Avoid performing any other activity on the computer while benchmarking. Repeat each benchmark several times to average out these effects.

The drive to be tested is a Western Digital Caviar Green 2TB, with 64MB Cache running on SATA II. The same partition is reused, which takes up the last 67% of the drive. (A common danger of benchmarks in the past was the use of different parts of a drive for each test — such as comparing Windows vs Linux file system performance on a machine with a partition for each operating system; the speed of the drive can depend on which part of it is being accessed.)

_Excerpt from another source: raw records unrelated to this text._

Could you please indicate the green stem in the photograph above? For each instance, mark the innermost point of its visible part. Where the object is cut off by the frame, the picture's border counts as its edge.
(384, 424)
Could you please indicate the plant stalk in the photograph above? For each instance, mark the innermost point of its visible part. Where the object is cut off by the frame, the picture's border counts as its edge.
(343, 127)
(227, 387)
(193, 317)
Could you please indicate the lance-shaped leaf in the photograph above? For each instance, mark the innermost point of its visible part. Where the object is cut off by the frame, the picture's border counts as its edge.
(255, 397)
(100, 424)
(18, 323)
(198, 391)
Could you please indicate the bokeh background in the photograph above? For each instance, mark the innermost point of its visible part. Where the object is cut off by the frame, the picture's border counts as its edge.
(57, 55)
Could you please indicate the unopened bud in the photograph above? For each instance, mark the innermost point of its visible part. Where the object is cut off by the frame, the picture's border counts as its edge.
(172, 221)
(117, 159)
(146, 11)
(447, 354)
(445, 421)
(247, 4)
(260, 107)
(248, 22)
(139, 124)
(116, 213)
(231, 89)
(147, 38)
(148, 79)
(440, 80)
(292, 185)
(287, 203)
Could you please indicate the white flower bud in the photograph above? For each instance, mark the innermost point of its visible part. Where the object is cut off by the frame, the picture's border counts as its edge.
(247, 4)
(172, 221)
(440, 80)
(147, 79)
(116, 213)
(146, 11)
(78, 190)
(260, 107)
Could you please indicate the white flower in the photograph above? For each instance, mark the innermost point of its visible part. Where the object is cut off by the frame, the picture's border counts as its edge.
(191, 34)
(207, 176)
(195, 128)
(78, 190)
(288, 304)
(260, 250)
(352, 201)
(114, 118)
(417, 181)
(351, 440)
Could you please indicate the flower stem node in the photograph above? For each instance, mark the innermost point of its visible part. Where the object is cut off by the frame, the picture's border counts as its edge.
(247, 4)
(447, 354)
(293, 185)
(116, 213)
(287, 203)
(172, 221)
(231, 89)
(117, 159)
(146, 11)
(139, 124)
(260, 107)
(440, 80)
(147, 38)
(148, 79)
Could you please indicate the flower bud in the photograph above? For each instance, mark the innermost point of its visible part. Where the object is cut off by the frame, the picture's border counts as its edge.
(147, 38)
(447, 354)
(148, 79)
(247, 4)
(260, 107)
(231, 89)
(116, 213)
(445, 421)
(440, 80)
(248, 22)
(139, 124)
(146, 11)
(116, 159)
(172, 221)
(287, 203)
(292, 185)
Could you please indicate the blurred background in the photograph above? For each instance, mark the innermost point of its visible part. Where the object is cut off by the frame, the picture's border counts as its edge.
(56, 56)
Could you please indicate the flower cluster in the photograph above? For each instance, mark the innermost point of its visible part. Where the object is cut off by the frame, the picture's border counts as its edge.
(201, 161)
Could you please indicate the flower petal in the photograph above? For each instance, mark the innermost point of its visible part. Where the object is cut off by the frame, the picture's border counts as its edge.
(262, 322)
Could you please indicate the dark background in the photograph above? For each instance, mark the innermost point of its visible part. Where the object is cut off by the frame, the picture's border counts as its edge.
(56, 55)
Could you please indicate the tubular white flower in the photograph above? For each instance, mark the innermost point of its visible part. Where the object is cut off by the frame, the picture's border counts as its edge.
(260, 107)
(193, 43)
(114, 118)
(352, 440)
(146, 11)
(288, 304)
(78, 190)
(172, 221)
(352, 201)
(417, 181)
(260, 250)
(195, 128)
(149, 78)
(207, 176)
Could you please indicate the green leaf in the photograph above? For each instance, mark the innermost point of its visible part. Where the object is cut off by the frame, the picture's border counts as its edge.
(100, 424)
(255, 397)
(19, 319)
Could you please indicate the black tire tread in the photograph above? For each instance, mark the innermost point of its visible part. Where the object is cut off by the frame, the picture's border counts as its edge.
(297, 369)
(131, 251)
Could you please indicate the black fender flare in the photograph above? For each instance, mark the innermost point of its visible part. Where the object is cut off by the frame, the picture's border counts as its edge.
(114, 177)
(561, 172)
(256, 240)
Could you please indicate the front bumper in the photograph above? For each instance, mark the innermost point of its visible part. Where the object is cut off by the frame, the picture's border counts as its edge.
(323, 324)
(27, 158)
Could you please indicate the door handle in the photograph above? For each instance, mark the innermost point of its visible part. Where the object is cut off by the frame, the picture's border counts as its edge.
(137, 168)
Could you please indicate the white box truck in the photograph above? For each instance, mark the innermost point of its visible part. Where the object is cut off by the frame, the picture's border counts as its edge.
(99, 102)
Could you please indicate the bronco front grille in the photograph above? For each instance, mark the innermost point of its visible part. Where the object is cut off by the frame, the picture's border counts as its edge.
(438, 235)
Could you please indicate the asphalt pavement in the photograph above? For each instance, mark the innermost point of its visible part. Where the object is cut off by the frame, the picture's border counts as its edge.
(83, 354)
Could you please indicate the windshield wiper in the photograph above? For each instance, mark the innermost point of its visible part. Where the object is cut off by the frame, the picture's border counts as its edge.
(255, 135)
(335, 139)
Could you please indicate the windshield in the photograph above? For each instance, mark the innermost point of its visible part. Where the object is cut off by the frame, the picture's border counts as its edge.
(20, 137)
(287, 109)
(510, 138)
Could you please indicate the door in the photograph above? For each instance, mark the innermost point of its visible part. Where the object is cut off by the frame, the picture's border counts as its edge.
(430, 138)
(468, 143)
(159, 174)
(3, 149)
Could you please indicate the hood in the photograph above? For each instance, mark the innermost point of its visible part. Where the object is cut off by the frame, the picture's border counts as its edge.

The same data sets of files are used in each benchmark. The moderate sized file set consists of 30,497 files of total size 11.2 GB. The large sized file set consists of 134 files of total size 20.4 GB. The same pattern of random reads is used in each benchmark.

Results

I have conducted the above experiment and I’ll try to summarise the results here.

Space usage

Firstly, some observations on space usage.  The initial space after formatting the partition depends on the cluster size.  In fact, approximately 8 bytes of space is required per additional cluster.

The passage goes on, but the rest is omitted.